Your Rock Star Developer has the opinion that all developers should write their own SDKs on the raw REST API as opposed to the data that many developers are getting stuck in your Getting Started flow and not getting any further.

He has anecdotes from his friends that the REST API is easy to use, and therefore doesn’t review the direct customer feedback asking for SDKs in specific frameworks.

And he therefore builds a biased intuition to the group who fits his expectation of the outcome as opposed to developing intuition with and relationships across a wider swath of developers who better represent the market of the business you’re trying to build.

What can you do about it?

Here’s the pattern I’ve found works best to fight expectancy bias – first make the business decision to do, and then center every product conversation that you have around customer empathy that you develop.

The question of SDKs for some developers versus raw APIs for other developers actually needs to start somewhere else – “Do we want Fred – a lovely developer from Wilmington, NC who needs a .NET SDK as a customer?” 

The business decision is whether Fred, who “needs our platform to scale his system from size N to N^2, is like D thousand other developers in this market, in a market whose total value to our business would be $X million”, is worth investing in?

At this point, don’t mix what it takes to be successful with Fred as a customer with should we even consider Fred as a customer.
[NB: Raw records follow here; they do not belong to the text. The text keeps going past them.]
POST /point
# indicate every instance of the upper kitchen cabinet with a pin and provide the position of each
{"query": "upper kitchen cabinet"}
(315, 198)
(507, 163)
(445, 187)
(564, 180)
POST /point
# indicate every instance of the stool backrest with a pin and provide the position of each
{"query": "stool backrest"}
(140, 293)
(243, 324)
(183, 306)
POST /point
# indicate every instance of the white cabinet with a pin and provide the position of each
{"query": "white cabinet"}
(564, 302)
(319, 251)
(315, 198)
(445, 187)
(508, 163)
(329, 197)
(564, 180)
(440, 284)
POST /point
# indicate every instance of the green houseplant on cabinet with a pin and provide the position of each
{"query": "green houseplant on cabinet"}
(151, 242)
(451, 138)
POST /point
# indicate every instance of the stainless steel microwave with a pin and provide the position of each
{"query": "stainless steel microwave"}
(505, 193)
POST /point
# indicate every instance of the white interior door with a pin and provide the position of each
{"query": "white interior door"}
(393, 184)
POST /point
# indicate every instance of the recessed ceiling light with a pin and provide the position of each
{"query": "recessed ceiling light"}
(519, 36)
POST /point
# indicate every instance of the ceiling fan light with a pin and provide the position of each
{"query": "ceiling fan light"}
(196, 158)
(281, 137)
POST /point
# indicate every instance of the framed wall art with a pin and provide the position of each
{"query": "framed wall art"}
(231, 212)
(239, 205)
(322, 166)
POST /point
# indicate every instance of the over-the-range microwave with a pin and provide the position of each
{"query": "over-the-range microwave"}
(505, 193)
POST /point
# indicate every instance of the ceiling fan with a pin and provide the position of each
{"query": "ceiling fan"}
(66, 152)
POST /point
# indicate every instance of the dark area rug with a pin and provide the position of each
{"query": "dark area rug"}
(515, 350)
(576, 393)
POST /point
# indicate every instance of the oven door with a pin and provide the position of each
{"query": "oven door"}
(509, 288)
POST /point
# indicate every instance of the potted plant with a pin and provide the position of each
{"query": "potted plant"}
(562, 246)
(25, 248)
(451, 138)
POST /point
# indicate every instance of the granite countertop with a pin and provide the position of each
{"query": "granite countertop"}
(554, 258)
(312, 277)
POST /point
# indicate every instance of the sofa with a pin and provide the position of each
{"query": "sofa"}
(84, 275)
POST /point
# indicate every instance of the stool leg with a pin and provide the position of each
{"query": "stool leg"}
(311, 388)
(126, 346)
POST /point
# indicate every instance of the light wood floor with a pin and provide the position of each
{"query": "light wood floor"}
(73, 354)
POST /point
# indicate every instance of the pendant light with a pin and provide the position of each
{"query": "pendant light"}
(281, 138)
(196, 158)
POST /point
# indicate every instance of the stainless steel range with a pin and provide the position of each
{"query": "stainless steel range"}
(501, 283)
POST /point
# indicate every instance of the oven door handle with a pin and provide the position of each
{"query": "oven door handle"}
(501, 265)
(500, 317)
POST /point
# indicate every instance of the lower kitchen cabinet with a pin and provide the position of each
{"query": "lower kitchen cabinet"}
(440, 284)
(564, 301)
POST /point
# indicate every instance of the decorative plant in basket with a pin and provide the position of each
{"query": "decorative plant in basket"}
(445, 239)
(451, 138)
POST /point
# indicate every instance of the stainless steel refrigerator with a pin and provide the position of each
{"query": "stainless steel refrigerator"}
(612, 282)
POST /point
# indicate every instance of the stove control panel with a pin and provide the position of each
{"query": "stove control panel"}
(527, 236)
The question at this point is only – should we even consider this?

The answers should come from business goals, company priorities, and product strategy.

If the answer is yes (and this is always a business decision before it’s a product decision), then roll up your sleeves, and start building empathy for Fred internally.

  • Bring Fred and 3 other Freds into the office to meet with your engineers
  • Do a hack-a-thon with them, and watch how they use your tools as they are, and where they need help
  • Do unscaleable things like help them build things so you can see how they talk about problems they’re solving, why they need to solve them, and how they expect a solution to work for them.
  • Make sure your Engineer, Designer, PMM is in every single one of these interactions

Leave little room for opinions, anecdotes, and biased intuition to determine the product solution. Instead, even if in small quantities, create – with your building, designing, and marketing partners – data, direct customer feedback, and intuition. Then use those tools to understand How you’re going to make Fred a successful customer (not only the Fred who came in, but the D thousand Freds who made the business decision worth investing in).

Just like flossing, you’ll find pushing biases out is one of those things where even getting into some kind of rhythm works out much better for the hygiene of your product than hoping you can do it all the day before a critical appointment or product kickoff.

And your gums will thank you for it too.